Fusar procedeva cauto, morbido, felpato, guidato da quella sua educazione visiva che lo portava a trasmettere la limpida sintesi di un fatto e di un gesto.
Per questo oggi le sue immagini appaiono così piane ed essenziali, e non concedono nulla a quegli effetti facili, destinati sempre, col tempo, a diventare oggetto delle nostre illazioni e magari anche della nostra derisione.
Fusar ha offerto un ritratto amabile ma anche lucido e concreto della Francia di quegli anni, di un periodo storico in cui il pubblico credeva ancora nell’ infallibile obiettività del reporter.
Sappiamo invece anche che il giornalista più esatto deve sempre saper scegliere e dare di conseguenza il suo giudizio sul mondo che dà spettacolo di se stesso.
Evaristo Fusar, uno dei nostri migliori fotoreporter, è un autore curioso.
Curioso perché è alla continua ricerca di spunti e motivi; e curioso perché è diverso dalla maggior parte di coloro che scattano, registrano, raccontano magari in maniera perfetta, ma poi basta, non si muovono di un filo oltre questi dati della cronaca e della ordinaria amministrazione di se stessi e del loro lavoro.
Fusar invece vuole vedere e farci vedere - come nelle immagini esposte fino al 10 aprile alla Galleria Cafiso, in Piazza San Marco 1 - cose e situazioni insolite: quelle che il fluire della vita comune normalmente non propone, quelle che l’occhio nudo non sempre sa e vuole captare.
Ed ecco, in mostra, le "Acque" (1964), le "Ovografie" (1978), le "Stonegrafie" e finora inediti, i "Fusarbolli".
Di che cosa si tratta?

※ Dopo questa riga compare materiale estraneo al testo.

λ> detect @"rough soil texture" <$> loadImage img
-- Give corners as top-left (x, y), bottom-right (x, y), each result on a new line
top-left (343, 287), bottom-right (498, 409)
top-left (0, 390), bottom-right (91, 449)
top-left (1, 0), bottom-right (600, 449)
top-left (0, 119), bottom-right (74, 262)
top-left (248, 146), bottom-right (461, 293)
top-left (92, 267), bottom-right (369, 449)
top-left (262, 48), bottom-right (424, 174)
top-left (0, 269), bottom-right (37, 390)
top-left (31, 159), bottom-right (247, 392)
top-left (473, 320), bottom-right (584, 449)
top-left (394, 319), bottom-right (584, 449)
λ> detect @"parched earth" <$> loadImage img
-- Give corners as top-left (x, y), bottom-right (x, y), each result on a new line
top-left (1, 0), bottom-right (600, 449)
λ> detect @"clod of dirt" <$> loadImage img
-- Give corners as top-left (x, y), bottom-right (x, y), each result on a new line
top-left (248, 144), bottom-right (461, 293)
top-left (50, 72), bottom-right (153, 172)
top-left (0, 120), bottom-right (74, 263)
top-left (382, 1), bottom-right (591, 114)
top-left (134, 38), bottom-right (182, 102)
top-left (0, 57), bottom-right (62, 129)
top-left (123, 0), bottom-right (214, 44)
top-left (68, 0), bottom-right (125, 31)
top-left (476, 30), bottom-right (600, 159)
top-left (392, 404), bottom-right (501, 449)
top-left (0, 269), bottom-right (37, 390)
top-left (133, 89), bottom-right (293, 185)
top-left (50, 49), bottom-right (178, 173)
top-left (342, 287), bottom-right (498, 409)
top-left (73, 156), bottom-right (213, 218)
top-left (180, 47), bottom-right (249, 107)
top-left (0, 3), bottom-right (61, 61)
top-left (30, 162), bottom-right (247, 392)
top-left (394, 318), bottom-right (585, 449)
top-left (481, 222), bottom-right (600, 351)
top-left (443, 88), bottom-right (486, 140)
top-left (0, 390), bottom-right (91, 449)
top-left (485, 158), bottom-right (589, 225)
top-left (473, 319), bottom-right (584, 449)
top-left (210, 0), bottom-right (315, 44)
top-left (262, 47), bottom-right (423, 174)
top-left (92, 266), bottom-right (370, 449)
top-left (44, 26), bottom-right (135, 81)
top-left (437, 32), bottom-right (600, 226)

Non è il Fusar narrativo, di cui parla Enzo Biagi nella presentazione, il fotoreporter che "sa vedere" e "non c’è niente da suggerirgli", perché "sta dentro la realtà" e "riesce ad afferrare quel momento che conta, e a giudicarlo. Guardate le sue foto: ci troverete, come in quelle di Cartier-Bresson o di Capa, quei momenti che hanno caratterizzato un’epoca".
Pertanto, non è questo l’autore scattante, amabile e con una sua umanità gentile, bene educata, discretamente ironica e quasi sempre tenera nei confronti dei nostri destini, proposta dalla svelta e sciolta antologica. È, al contrario, il Fusar dello studio analitico e minuzioso degli eventi del mondo naturale e della realtà quotidiana, alla ricerca e alla riscoperta di quelle strutture, di quei toni e di quei nessi formali che non sempre il nostro sguardo, pigro, perché così avvezzo da sempre, non sa e non vuole catturare.
È il Fusar con un occhio in più che pensa e interpreta visivamente la vita di un microcosmo in grado di farsi macrocosmo. Ma ecco l’ultimo Fusar, coi "Fusarbolli" in cui, detto molto in sintesi, quel che conta è la cornice, quella appunto frastagliata dei francobolli, con cui il fotografo inquadra volti e segni del mondo d’oggi: immagini, a loro volta, manipolate e reinventate attraverso diversificati processi di stampa, di colori spray e di luce.
La cornice, si sa, non è un supporto meramente esteriore. Una bella cornice, funzionale e indovinata, può far diventare suggestivo un dipinto anonimo e banale. Viceversa, una cornice brutta o volgare può soffocare e ingrigire un quadro bellissimo. Comunque, questa non è una trovata fine a se stessa.
Come capita con i francobolli, che hanno sempre qualcosa di celebrativo e di encomiastico, pur in una apparente semplicità, la cornice enfatizza, esalta, ingrandisce, accresce l’evidenza materica dell’insieme.
E anche qui, tutto sommato, c’è il Fusar delle acque, delle uova e delle altre forme della natura, scrutate col "terzo occhio" della sottile attenzione. Come dal microcosmo, negli altri lavori, si arriva a un senso straordinario e profondo della nostra realtà, così in queste immagini-francobollo, attraverso procedimenti non estranei all’arte pop di un Warhol, di un Lichtenstein, di un Rauschenberg, o di un Dine, si giunge a una nuova, più attuale e inquietante forma di ritrattistica.